La condizione di rifugiato è definita all’art. 1 della Convenzione di Ginevra, dove  si fa riferimento a “la persona che temendo a ragione di essere perseguitata per motivi di razza, religione, nazionalità, appartenenza a un determinato gruppo sociale o opinioni politiche, si trova fuori del paese di cui ha la cittadinanza, e non può o non vuole, a causa di tale timore, avvalersi della protezione di tale paese”. La qualità di rifugiato presuppone quindi che la persona sia in grado di dimostrare che sta fuggendo da una guerra o da atti persecutori perpetrati nel proprio paese di origine e, in tal caso, gli sarà riconosciuto il diritto d’asilo; la sua situazione acquisterà quindi regolarità. In virtù del Regolamento di Dublino (la cui attuazione è stata sospesa da diversi paesi europei), la richiesta va proposta allo Stato in cui il profugo ha fatto ingresso nell’Unione Europea; trattasi di procedura naturalmente lunga ed impugnabile in caso di esito negativo.  Qual è dunque la condizione di chi si è visto rigettare giustificatamente  la richiesta di asilo? Costui diventa un migrante irregolare, per cui soggiorna  nel territorio dello Stato senza averne titolo.

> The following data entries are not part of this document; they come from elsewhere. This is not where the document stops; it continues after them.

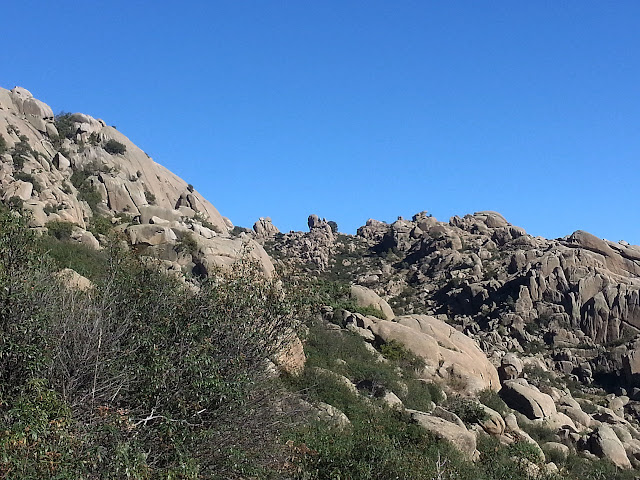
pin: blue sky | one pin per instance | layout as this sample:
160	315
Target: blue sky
360	109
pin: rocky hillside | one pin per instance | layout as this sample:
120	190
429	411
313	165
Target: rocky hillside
76	169
557	319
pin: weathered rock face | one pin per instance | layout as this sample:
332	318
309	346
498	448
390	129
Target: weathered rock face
604	443
264	228
75	178
449	354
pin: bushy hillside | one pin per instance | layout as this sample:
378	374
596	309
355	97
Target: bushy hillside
142	336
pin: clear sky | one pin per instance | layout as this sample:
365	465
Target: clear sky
359	109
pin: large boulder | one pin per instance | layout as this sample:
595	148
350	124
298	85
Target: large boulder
527	399
365	297
447	352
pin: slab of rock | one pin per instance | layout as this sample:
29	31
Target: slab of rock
264	228
365	297
604	443
291	358
450	353
460	437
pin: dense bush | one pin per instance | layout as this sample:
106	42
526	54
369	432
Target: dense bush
27	177
65	127
87	191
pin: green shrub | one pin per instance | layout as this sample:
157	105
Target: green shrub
65	127
150	197
468	410
114	147
394	350
88	381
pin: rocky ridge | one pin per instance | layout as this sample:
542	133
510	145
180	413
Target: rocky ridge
557	319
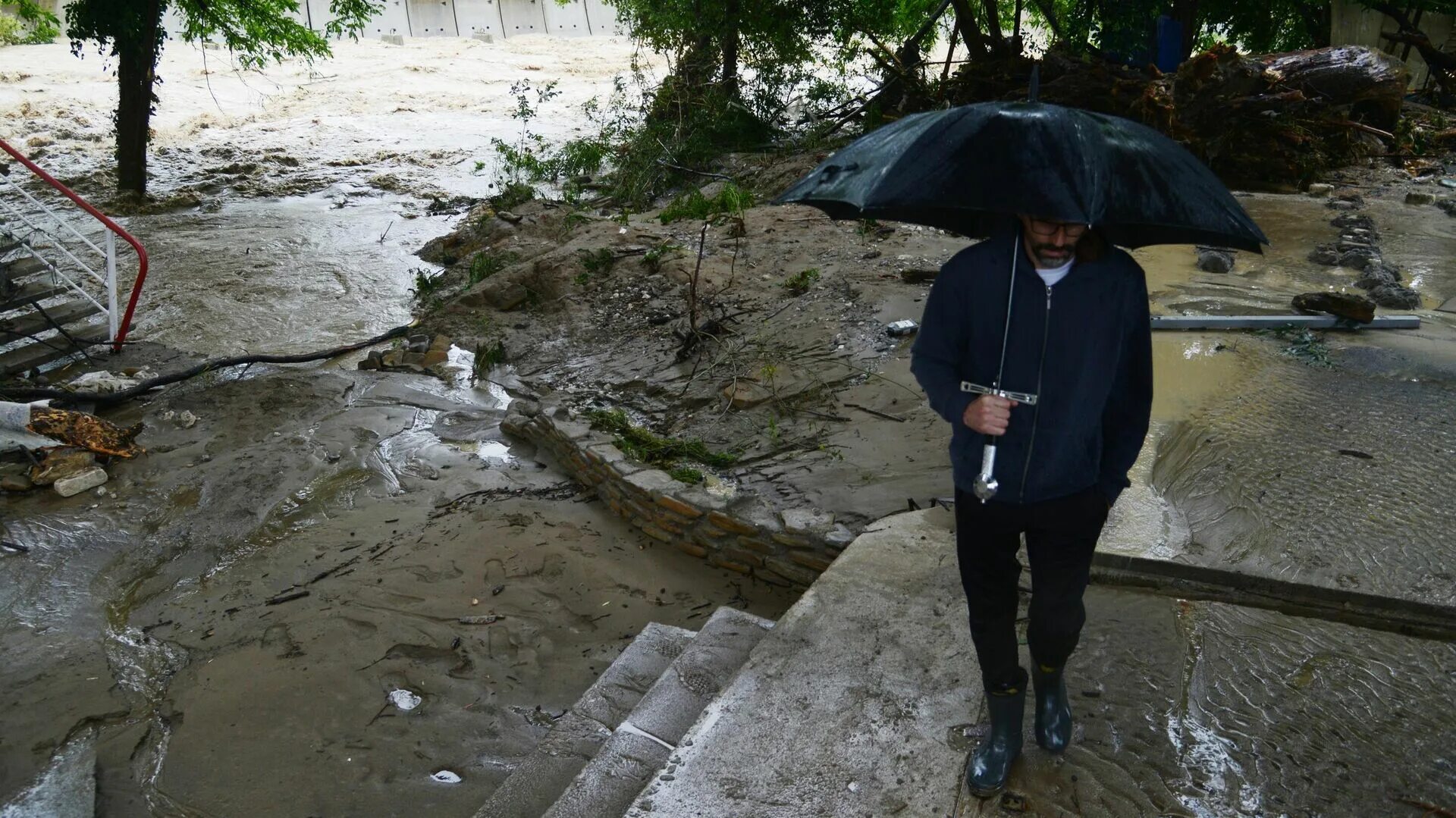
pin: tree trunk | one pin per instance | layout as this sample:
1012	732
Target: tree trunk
731	49
136	72
970	33
1185	12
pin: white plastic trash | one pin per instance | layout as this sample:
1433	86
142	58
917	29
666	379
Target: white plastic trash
403	699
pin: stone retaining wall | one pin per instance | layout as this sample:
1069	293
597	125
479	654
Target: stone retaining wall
740	533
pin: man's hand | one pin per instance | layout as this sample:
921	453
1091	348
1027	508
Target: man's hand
989	414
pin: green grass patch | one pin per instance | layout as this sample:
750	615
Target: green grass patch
490	262
800	283
1304	344
645	446
686	475
693	204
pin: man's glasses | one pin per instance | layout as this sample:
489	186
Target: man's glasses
1049	229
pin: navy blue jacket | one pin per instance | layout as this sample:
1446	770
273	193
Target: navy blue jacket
1095	381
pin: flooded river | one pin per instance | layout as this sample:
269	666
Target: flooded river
143	639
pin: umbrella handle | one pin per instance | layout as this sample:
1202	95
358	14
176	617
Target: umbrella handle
986	484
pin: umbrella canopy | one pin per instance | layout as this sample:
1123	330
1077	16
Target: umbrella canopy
968	168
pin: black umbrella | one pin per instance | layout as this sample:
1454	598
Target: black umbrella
968	168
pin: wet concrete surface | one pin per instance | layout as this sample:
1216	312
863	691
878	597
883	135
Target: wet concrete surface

Senza prendere posizione sull’interpretazione delle statistiche circolanti in rete, che vedrebbero l’Italia agli ultimi posti per accoglienza, propongo i risultati acquisiti sul sito del Governo da cui emerge chiaramente come dall’inizio del 2018 il numero stimato di “migranti sbarcati” sia pari a 15.445, a fronte di 65.247 nel 2017 e 55.079 nel 2016. Al lettore l’arduo compito di misurare l’umanità dimostrata dal nostro paese, lasciandolo libero di tirare le somme con un minimo di nozioni dotate di giuridico fondamento e ricordando comunque che l’obbiettività non dovrebbe mai portare a rinnegare le proprie origini e il proprio orgoglio nazionale, dopotutto di questo si tratta … aiutare il prossimo a preservare quello che è il suo bagaglio umano con valori e origini.